Mystery Copper

Back to yesterday’s site.  The weatherman claimed it was getting up to 48 today, but it didn’t even feel close.  No sun, and a biting chill wind.  Felt like it was 28.  Well, at least I’m fortunate enough to detect now as others deal with snow, so I should stop whining about the weather.

I’ll whine about Chester County coppers instead, as that is a favorite topic around here.  Pulled this treasure today.

What’s interesting about it is that it is larger than a large cent or your typical British George II/G III copper.  Its a hefty 17.54 gr, 32mm diameter, and 2mm thick.  Its diameter, at least, is consistent with a couple of the more exotic coppers in the early pages of the Redbook.

(And I swear, before I looked in the Redbook, when I put it under water, it seemed there was a bust with a weird neckline and unusual hair, and the typical wreath on the back; features exactly consistent (along with the diameter), of the birch cent.  It even appears to have lettering on the edge, tho I can only make out what looks like one or two of the letters.  There are only 8 or so known of them, so its not that — amazing what the mind will do when it tries to fit ambiguity.  Too bad I’ll never know what it is (and you don’t want it to be something that rare, cause you feel even worse that it is so abused).  Oh, and if you are a copper expert a know a copper that fits those measurements, please post a comment.

As for silver, continued to work the grid in the same direction per yesterday’s entry, and made up a little on the whacked dime/quarter ratio, pulling 4 rosies, 3 of them barely legal.  We’ll take em.

And the rest of the hunt produced a pic that is even harder on the eyes than that copper.  A massive pile of clad.  Yuck!  That’s $5.50 worth of dirty money.  Are you kidding me?  I haven’t dug that much in a very long time. (Just an interesting fact for those reading who are not detectorists — just those 4 dimes above are worth over $8, compared to that junk below (of course its about the sport, not the money, but I figured I’d point that out for reference)).

I guess that it is statistical revenge, cause up to now, this site has had very favorable clad/silver ratio, but I wasted alot of time digging it today.  Problem was, they were mostly deep and iffy, and many sounded good due to nearby trash and perhaps the added effects of the heavy mineralization.  You gotta dig ‘em, and it is painful.

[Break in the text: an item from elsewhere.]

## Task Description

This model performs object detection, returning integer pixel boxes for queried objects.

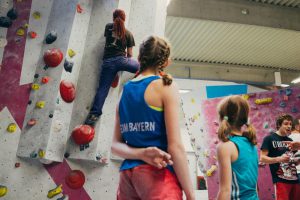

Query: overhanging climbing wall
[0,0,178,200]
[201,88,300,199]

You don’t know how many times I was certain I had a silver Q. And, speaking of the Q’s all 13 I dug today were dated 65-71, most 65-67.  Are you kidding me?

Also pulled a silver ring (the one on the left).  The silver cub scout ring on the right was pulled yesterday; forgot about it yesterday’s writeup.

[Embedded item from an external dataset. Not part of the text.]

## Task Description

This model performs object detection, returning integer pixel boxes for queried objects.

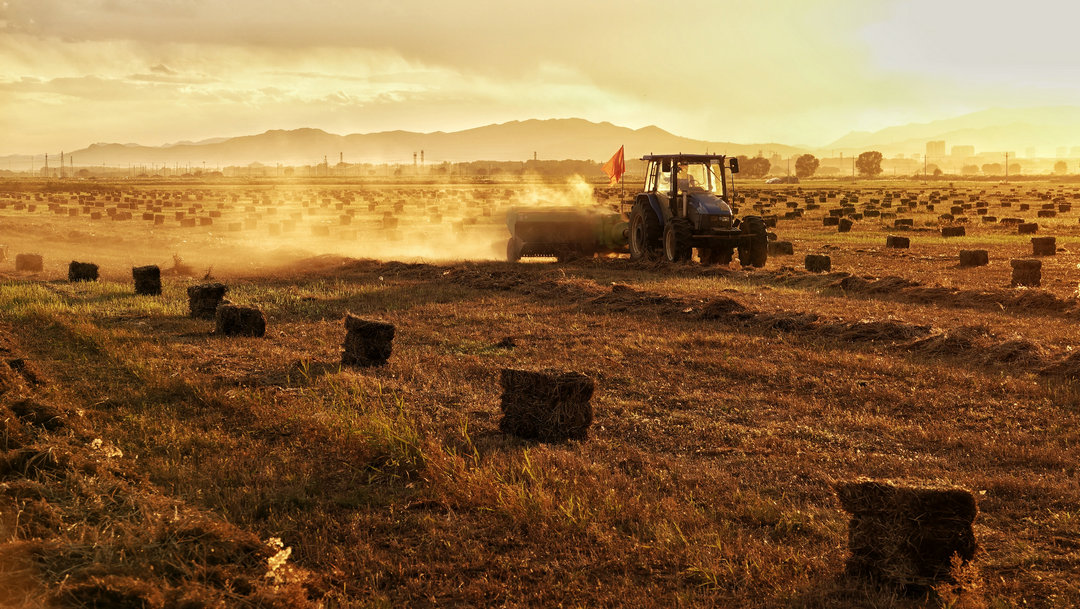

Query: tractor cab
[630,154,767,267]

As for working the site, its sort of in who knows? mode now.  I pretty much finished up the last of the most promising section today (which, BTW, took me right into the heart of where the old timer’s halfs supposedly were, got about 3 or 4 good, deep half dollar signals, but lots of wasted adrenaline, as it was all junk).

So, we got a few loose ends here, the section I think is filled/dead, and acres and acres of expanding away from the hot area into nondescript fields.  I got to at least clean up the loose ends, and try a couple of days expanding into those fields, especially given that copper, but it may have given up its last silver today.  Lets hope not, but we’ll see.  43 tho, ain’t too bad.